Wilmington PharmaTech, on mission to boost US drug ingredient capacity, snares investment from PE firm Curewell

Throughout 2025, drugmakers of all stripes have collectively poured billions of dollars into U.S. manufacturing investments. Many of those projects have centered on later stages of the production process, such as drug substance manufacturing or fill-and-finish infrastructure, while the fundamental steps required to produce drug ingredients continue to stand out as a potential blind spot for the nation.

Aware of that lack of active pharmaceutical ingredient infrastructure in the U.S., private equity firm Curewell Capital is aiming to close the gap with a majority investment in specialty CDMO Wilmington PharmaTech, Wilmington announced Tuesday.

With the extra cash on hand, WPT plans to expand its production capacity and further scale its end-to-end capabilities for manufacturing a “full range of small molecule API in the U.S,” the CDMO said.

“As a private investment firm focused exclusively on healthcare, we’ve been actively looking for a long-term investment in the CDMO sector, and specifically in complex API manufacturing,” Curewell Partner Michael Dal Bello said in an interview with Fierce Pharma ahead of the investment announcement.

In turn, Curewell has been working with WPT in the background on a plan Dal Bello hopes will help the CDMO’s customers gain more control over their development timelines and ensure they’re able to source drug ingredients from a dependable U.S. source.

“We see a huge need to build U.S.-based manufacturing capabilities in this current environment, and bringing back drug manufacturing, high quality science and biopharma jobs to us, I think, is something that many of our customers are focused on,” he added.

Aside from an initial investment, Curewell will continue to pump cash into WPT over time, according to Dal Bello.

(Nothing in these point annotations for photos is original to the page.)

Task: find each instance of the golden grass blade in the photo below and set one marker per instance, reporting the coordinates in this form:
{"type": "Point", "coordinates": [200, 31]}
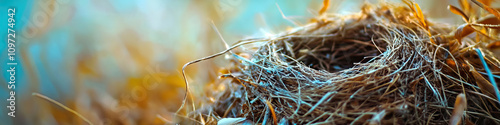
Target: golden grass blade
{"type": "Point", "coordinates": [458, 110]}
{"type": "Point", "coordinates": [465, 5]}
{"type": "Point", "coordinates": [62, 106]}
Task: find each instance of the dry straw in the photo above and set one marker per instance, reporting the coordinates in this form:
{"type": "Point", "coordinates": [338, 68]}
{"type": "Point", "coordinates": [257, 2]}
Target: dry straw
{"type": "Point", "coordinates": [385, 65]}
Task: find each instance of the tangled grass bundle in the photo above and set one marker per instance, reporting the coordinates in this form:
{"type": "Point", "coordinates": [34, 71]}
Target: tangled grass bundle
{"type": "Point", "coordinates": [384, 65]}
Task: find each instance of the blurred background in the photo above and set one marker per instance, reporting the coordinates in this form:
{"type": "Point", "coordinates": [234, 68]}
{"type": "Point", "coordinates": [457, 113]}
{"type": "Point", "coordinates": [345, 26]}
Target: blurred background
{"type": "Point", "coordinates": [119, 61]}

The PE partner did not disclose the size of the investment Curewell is making but noted that the total outlay in WPT will eventually reach “nine figures.”

“While we’re investing in WPT, we also have incremental funding to do acquisitions on behalf of Wilmington PharmaTech," Dal Bello said.

As part of the arrangement, WPT founder and CEO Hui-Yin “Harry” Li, Ph.D., will retain a "significant ownership stake" in the CDMO and will continue to be in charge of the business, according to the Tuesday press release. 

Dal Bello described Wilmington as akin to “the industry’s best-kept secret,” noting that the company does not have a huge public profile but has built strong and consistent relationships with its clients over the years.

WPT started operations in 2003 and has contributed to the development of “multiple blockbuster drugs” over that time, Dal Bello said. The company has a background in complex synthesis, medicinal chemistry, scale-up and good manufacturing practice supply, according to its press release. The company’s service offerings run the gamut from early discovery and clinical development through commercial supply.

The CDMO currently operates out of a 54-acre campus in Delaware, where it hosts two adjacent facilities for production. The site includes dedicated suites for high-potency API production and is equipped to provide registered starting material support, too, Wilmington said.

The company separately operates an “accelerated development and analytical support facility” in Suzhou, China.

To hear WPT’s chief executive Li tell it, the CDMO started its journey as a “niche company,” helping biotechs move investigational compounds into the clinic. As the work of WPT clients has advanced, so too has the CDMO’s need to grow its manufacturing footprint, Li explained.

While WPT is already producing at least one commercial product in Delaware, a key part of Curewell’s investment “thesis” is to help the company “expand to larger scales as well as larger capacity,” Kent Payne, Ph.D, operating partner at Curewell, said during the interview.

Many U.S. manufacturing investments have been announced so far in 2025 amid the Trump administration’s tariff-fueled push toward onshoring drug production. Still, many of those projects have focused on other steps in the manufacturing process rather than the production of drug ingredients themselves.

“There are some larger players in the U.S. still—although probably many more in other countries—in the small molecule API space,” Payne explained. “But they’re typically very large, focused on very large scale, and we think that there’s a specific need for these more niche and again, difficult-to-manufacture compounds, where Harry and his team not only master the early chemistry, but the process development and scale-up.”

Curewell’s investment comes about two months after the equity firm closed its inaugural fund at $535 million. Curewell has said the fund will build on its team’s “established strategy of acquiring leading U.S. healthcare businesses across healthcare services, pharmaceutical services, medical devices, and healthcare technology.”